Tiga Pejabat Bank Tersangka Pemberian Kredit Fiktif kepada Perusahaan Sawit Tidak Ditahan
Ketut Sumeda meneruskan, terdapat jaminan dari pihak keluarga dan kuasa hukum. Meski demikian, Kejati Sumsel menegaskan bahwa proses hukum terhadap keduanya tetap berjalan. “Walaupun tidak ditahan, proses penyidikan tetap berlanjut sesuai ketentuan hukum yang berlaku,” jelas Ketut.
Kajati Sumsel juga mengungkapkan adanya perkembangan perkara lain. Setelah melalui proses penyelidikan selama dua bulan oleh tim intelijen dan penyidik, status perkara tersebut kini resmi ditingkatkan ke tahap penyidikan.
Kajati menegaskan komitmennya untuk mengusut tuntas perkara dugaan tindak pidana korupsi, khususnya yang berkaitan dengan sektor perbankan dan kerugian keuangan negara. “Ini menjadi perhatian serius kami. Kami tindak lanjuti secara profesional dan transparan, dalam penanganan kasus dugaan korupsi yang melibatkan bank pelat merah,” tukas Kajati Sumsel.
Diwartakan sebelumnya, Kasipenkum Kejati Sumsel, Vanny Yulia Ekasari SH MH mengatakan, tim Penyidik telah mengumpulkan alat bukti yang cukup. Sebagaimana diatur dalam Pasal 235 ayat (1) KUHAP (UU No. 20 Tahun 2025). Karena itu, pihaknya menetapkan delapan orang sebagai tersangka.
“Sebelumnya kedelapan orang tersebut telah pernah diperiksa sebagai saksi dan berdasarkan hasil pemeriksaan disimpulkan telah cukup bukti bahwa yang bersangkutan terlibat dalam Dugaan Perkara dimaksud. Tim penyidik pada hari ini meningkatkan status dari semula saksi menjadi tersangka,” ujar Kasipenkum belum lama ini.
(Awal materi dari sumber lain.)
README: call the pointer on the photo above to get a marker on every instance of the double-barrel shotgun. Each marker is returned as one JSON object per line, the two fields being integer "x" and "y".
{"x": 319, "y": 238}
Kasipenkum menambahkan, para Saksi yang sudah diperiksa sampai saat ini berjumlah 115 orang. Modus Operandi, lanjut Vanny, tahun 2011 PT. BSS melalui Direktur (Tersangka WS) mengajukan permohonan kredit investasi kebun inti dan plasma atas nama PT BSS berdasarkan Surat Permohonan Nomor: 311/BSS/FRPI/VII/2011 sebesar Rp760.856.000.000, Selanjutnya PT SAL pada tahun 2013 dengan manajemen Tersangka WS mengajukan permohonan kembali kepada Kantor Pusat Bank Pemerintah Jakarta Pusat dengan Surat Nomor: 01/PT.SAL/DIRYT/V/2013 tanggal 28 Mei 2013 perihal Permohonan Kredit Investasi Pembangunan Kebun Kelapa Sawit Inti dan Plasma sebesar Rp 677.000.000.000,-.